Going for an imaginary jaunt through an art gallery of one picture...

Categories: artwork, general-stuff

Tags: Sylver, comics

Date: 20 February 2009 11:44:44

Nearly there on Sylver, 20 pages to go - in terms of re-jigging characters that is, typing (sigh) yet to come - and taking an achey breakey for a mo'. Get up, stretch, move about, sit back down and do a bit of blogging.

Prior to that I was having a mooch around le timewasternet and, somehow, found myself on a 2o00ad tribute site. Now, regular readers (hi mum and Ian :) ) will know that 2000ad was possibly the most formative collection of art for me but I didn't know if I've mentioned THAT image. Because, surprisingly, there was one image, and one image alone, that changed me around from doodler to determined wannabe artist. I did mention going up to Forbidden PLanet to get the artists scrawl on a sketchpad of mine but that picture. Wow. The Scret of Nimh made me want to be an animator, that was earlier and equally imprinted on my mind, but one picture alone made me hold a pencil in my hand for every waking moment after I had seen it.

Can't find it on the webs, which is a bit of a shame as it should be on someone's gallery somewhere, but in a strip called 'City of the Damned' I jumped into 2000ad for the first time, half way through the stories telling. In the centre of the comic, as a splash page, was an image of the hero, Judge Joe Dredd, precursor of Jack Bauer himself for all the diplomacy and gentleness he brought to the table, struggling across a burning, jagged floor, too tired to stand, blinded by monsters, near death. The words said something like "For you are a Judge.... And it is your duty" giving him all the motivation I needed to understand having seen the character for the very first time.

Ian Gibson this is all your fault. You are the reason I'm not a postman.

Actually it was a whole hooting heck of an image. Gibson's - correctly - more famous for his signature characters Sam Slade and Halo Jones and both were truly wonderful comic strips... But his depiction of Dredd on heat (sorry) was not just an eye opener but a brain opener for me. Other artists would have done the picture differently: Hicklenton would have made it ugly and grisly - possibly more suited to the image itself, Hughes would have made it very angular and possibly pop arty, maybe focusing on the flames and the colours of pain as, thinking about it, would have McCarthy. Bolland might have focused on the shadows cast from the napalm floor and others... Bisley would have slapped a few hallucinatory half dressed fairies?  Let's just say that if I was rich, which I patently am not, I would commission a number of 2000ad artists to redraw that panel and have each and every picture framed. It's the one image that I can look to and point at and say 'that's the one where my journey as an mock artist began'.

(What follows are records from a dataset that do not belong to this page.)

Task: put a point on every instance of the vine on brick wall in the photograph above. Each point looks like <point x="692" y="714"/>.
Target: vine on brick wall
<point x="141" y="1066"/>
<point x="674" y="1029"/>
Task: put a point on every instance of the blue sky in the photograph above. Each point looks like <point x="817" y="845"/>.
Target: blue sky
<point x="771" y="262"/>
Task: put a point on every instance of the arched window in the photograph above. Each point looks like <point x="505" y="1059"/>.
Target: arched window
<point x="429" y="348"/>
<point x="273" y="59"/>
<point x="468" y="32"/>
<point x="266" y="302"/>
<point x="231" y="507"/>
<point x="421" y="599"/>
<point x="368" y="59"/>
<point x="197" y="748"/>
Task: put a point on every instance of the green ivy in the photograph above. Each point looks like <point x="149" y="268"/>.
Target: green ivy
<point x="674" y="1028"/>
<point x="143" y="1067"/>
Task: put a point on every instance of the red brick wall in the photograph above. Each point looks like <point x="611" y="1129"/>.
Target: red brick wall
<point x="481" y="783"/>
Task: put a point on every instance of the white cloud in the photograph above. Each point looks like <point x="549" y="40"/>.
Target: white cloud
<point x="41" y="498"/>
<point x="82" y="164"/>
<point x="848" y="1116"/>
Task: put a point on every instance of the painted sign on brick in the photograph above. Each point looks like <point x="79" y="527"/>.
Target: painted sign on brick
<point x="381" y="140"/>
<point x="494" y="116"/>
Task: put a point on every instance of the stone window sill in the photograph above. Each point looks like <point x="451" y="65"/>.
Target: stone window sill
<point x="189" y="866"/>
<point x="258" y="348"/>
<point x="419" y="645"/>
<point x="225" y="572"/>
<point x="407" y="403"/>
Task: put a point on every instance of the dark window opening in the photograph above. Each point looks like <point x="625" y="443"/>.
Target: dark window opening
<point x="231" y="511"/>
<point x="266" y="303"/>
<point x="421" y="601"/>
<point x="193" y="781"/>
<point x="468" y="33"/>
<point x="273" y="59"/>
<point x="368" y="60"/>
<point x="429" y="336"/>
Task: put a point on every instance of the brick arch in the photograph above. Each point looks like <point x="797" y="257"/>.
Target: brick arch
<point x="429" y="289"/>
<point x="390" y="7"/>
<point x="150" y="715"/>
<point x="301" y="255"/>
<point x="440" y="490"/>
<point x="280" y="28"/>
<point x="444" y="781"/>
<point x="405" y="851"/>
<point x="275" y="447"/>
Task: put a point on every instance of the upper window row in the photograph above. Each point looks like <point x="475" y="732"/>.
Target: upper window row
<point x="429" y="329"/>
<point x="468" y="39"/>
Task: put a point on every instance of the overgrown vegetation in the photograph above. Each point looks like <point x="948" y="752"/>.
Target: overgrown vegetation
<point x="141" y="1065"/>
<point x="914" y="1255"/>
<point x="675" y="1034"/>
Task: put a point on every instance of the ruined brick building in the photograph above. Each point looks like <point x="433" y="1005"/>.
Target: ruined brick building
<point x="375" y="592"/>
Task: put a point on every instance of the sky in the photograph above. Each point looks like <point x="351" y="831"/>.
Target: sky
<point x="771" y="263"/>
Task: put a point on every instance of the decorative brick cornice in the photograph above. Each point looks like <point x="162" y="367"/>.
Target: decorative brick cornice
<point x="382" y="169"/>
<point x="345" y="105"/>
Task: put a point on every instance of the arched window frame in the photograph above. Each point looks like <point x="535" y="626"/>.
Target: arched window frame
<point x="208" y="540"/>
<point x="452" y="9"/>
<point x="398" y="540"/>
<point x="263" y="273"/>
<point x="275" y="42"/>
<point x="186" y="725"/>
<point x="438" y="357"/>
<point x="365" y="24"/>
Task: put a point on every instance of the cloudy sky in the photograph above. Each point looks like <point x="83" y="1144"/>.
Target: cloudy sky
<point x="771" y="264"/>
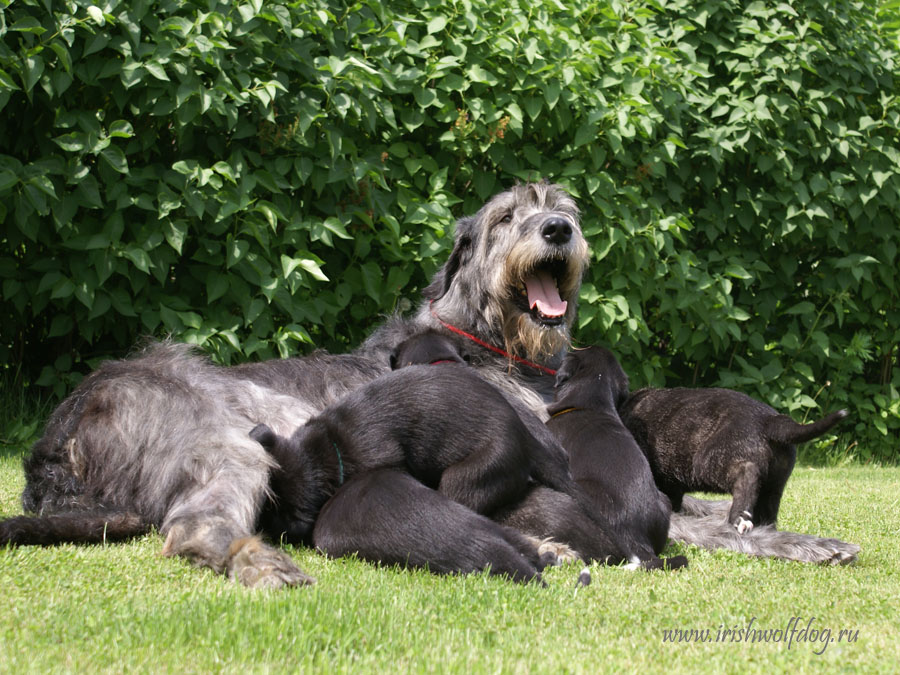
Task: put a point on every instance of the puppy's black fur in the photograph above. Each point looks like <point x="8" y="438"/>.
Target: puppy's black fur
<point x="445" y="426"/>
<point x="427" y="348"/>
<point x="719" y="440"/>
<point x="437" y="533"/>
<point x="606" y="463"/>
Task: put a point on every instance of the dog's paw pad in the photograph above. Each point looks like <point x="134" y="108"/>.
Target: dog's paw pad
<point x="256" y="565"/>
<point x="584" y="577"/>
<point x="842" y="553"/>
<point x="563" y="553"/>
<point x="743" y="525"/>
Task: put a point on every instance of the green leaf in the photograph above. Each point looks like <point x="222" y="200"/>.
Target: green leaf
<point x="139" y="257"/>
<point x="803" y="307"/>
<point x="115" y="158"/>
<point x="216" y="286"/>
<point x="32" y="69"/>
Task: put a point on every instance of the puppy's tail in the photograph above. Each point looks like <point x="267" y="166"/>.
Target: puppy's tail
<point x="79" y="527"/>
<point x="783" y="429"/>
<point x="712" y="532"/>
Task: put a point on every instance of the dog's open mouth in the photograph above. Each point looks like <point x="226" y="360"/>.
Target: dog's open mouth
<point x="538" y="294"/>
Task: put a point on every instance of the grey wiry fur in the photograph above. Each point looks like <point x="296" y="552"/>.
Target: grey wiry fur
<point x="475" y="291"/>
<point x="164" y="435"/>
<point x="527" y="229"/>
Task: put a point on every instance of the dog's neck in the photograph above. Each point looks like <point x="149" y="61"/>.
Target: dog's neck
<point x="497" y="350"/>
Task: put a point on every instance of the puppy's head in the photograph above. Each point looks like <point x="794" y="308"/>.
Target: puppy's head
<point x="591" y="378"/>
<point x="264" y="435"/>
<point x="429" y="347"/>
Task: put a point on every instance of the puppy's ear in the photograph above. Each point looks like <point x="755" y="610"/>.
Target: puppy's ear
<point x="461" y="252"/>
<point x="264" y="435"/>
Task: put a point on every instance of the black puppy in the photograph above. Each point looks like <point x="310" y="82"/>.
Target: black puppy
<point x="719" y="440"/>
<point x="445" y="426"/>
<point x="606" y="463"/>
<point x="437" y="533"/>
<point x="427" y="348"/>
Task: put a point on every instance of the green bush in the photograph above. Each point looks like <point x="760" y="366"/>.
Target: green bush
<point x="259" y="178"/>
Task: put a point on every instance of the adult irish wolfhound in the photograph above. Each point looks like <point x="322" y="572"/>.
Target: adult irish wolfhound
<point x="163" y="438"/>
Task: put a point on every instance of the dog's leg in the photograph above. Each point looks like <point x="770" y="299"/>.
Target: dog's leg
<point x="211" y="524"/>
<point x="208" y="540"/>
<point x="545" y="513"/>
<point x="744" y="490"/>
<point x="485" y="480"/>
<point x="769" y="502"/>
<point x="691" y="506"/>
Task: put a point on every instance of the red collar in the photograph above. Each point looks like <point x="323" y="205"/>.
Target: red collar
<point x="482" y="343"/>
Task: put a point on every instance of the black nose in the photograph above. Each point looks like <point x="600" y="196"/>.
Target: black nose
<point x="557" y="231"/>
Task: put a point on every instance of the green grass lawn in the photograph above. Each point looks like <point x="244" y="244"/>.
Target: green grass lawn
<point x="123" y="607"/>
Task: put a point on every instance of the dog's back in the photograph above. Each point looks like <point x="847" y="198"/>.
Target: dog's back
<point x="436" y="532"/>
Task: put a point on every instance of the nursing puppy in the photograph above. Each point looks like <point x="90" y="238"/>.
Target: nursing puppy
<point x="437" y="533"/>
<point x="482" y="456"/>
<point x="428" y="348"/>
<point x="719" y="440"/>
<point x="606" y="463"/>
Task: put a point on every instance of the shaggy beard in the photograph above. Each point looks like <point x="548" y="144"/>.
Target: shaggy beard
<point x="523" y="336"/>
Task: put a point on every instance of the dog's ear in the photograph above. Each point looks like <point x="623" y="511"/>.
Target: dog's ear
<point x="563" y="375"/>
<point x="264" y="435"/>
<point x="461" y="252"/>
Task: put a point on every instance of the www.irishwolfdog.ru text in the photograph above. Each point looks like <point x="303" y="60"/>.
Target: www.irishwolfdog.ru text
<point x="795" y="633"/>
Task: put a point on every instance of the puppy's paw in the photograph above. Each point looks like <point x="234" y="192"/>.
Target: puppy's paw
<point x="256" y="565"/>
<point x="837" y="552"/>
<point x="742" y="525"/>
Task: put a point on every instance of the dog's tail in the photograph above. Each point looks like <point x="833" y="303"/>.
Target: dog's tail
<point x="676" y="562"/>
<point x="713" y="532"/>
<point x="783" y="429"/>
<point x="78" y="527"/>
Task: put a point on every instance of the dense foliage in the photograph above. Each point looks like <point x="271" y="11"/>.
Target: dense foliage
<point x="259" y="178"/>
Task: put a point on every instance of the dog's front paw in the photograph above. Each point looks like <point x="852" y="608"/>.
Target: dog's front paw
<point x="837" y="552"/>
<point x="742" y="524"/>
<point x="256" y="565"/>
<point x="557" y="552"/>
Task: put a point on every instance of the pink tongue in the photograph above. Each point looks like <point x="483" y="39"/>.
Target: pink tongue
<point x="542" y="292"/>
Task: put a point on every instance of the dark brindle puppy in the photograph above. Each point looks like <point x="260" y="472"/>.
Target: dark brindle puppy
<point x="719" y="440"/>
<point x="437" y="533"/>
<point x="480" y="454"/>
<point x="606" y="463"/>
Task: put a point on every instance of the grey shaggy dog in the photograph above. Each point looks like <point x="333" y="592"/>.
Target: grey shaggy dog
<point x="162" y="438"/>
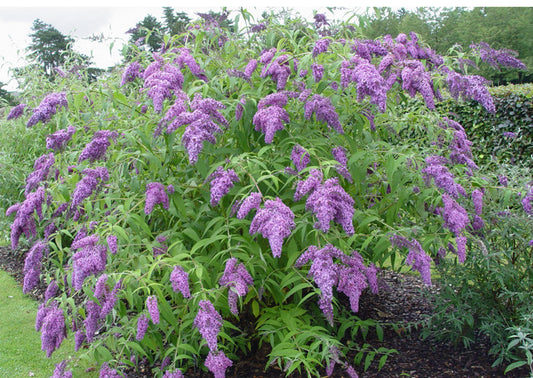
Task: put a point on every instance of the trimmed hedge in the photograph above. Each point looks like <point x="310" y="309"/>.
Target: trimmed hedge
<point x="507" y="135"/>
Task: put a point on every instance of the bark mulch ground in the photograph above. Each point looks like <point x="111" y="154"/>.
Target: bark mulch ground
<point x="399" y="301"/>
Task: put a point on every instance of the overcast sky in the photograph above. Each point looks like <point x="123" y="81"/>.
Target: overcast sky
<point x="112" y="19"/>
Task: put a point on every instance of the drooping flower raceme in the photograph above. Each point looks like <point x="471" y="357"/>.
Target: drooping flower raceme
<point x="221" y="182"/>
<point x="47" y="108"/>
<point x="275" y="222"/>
<point x="208" y="321"/>
<point x="237" y="279"/>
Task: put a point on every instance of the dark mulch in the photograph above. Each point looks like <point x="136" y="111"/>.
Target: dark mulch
<point x="399" y="301"/>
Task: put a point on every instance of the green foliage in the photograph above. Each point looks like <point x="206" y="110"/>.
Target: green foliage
<point x="514" y="114"/>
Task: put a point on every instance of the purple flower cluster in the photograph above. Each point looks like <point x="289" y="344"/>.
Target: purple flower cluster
<point x="51" y="322"/>
<point x="269" y="119"/>
<point x="155" y="193"/>
<point x="442" y="177"/>
<point x="97" y="148"/>
<point x="300" y="157"/>
<point x="417" y="257"/>
<point x="208" y="321"/>
<point x="348" y="273"/>
<point x="275" y="222"/>
<point x="16" y="112"/>
<point x="217" y="363"/>
<point x="133" y="71"/>
<point x="161" y="80"/>
<point x="237" y="279"/>
<point x="90" y="259"/>
<point x="32" y="265"/>
<point x="180" y="281"/>
<point x="221" y="183"/>
<point x="41" y="169"/>
<point x="321" y="46"/>
<point x="24" y="221"/>
<point x="47" y="108"/>
<point x="58" y="140"/>
<point x="324" y="112"/>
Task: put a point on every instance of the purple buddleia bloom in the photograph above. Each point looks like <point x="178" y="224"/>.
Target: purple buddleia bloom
<point x="51" y="291"/>
<point x="32" y="266"/>
<point x="221" y="183"/>
<point x="24" y="221"/>
<point x="142" y="326"/>
<point x="151" y="304"/>
<point x="133" y="71"/>
<point x="442" y="177"/>
<point x="308" y="185"/>
<point x="97" y="148"/>
<point x="112" y="244"/>
<point x="237" y="279"/>
<point x="16" y="112"/>
<point x="155" y="193"/>
<point x="320" y="47"/>
<point x="208" y="321"/>
<point x="477" y="199"/>
<point x="324" y="112"/>
<point x="41" y="170"/>
<point x="180" y="281"/>
<point x="275" y="222"/>
<point x="300" y="157"/>
<point x="253" y="201"/>
<point x="47" y="108"/>
<point x="318" y="71"/>
<point x="88" y="184"/>
<point x="269" y="120"/>
<point x="330" y="202"/>
<point x="59" y="371"/>
<point x="53" y="331"/>
<point x="217" y="363"/>
<point x="58" y="140"/>
<point x="455" y="216"/>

In my mind I think I'd go for the aforementioned artists plus Kev O Neil, Ron Smith, Scarfe, Dave McKean, Kent Williams, Mike Mignola, McMahon, Kennedy, McNeil and thinking about it a whole host of them, too many to name, all re-creating one picture in their own unique style, all making it their own. I'd LOVE to see that and, in my mind, I think that's the gallery exhibition of art that I'm going to imagine myself walking down for a little while over a cup of coffee.

And when I get to the last image, the Mona Lisa shot of the image under a stark light at the end of a corridor, held in reverence for all it means to so many people (and by so many people I mean 'me') and viewed in stark respect  that'll be Ian's original. Possibly my favourite piece of art in the world.

Like I say can't find the image. Here's another Gibson rendering of Judge Dredd... Not quite the same but hey, sets my imaginary jaunt to the gallery going.

Apparently, at the end of the year, we're going to have a Creative Technologies art blogsebition. I was asked yesterday if I blog at all... Had to say that I did, a little, but now I'm wondering if I should just have stayed schtumm... Ah well. May well be a lot of fun.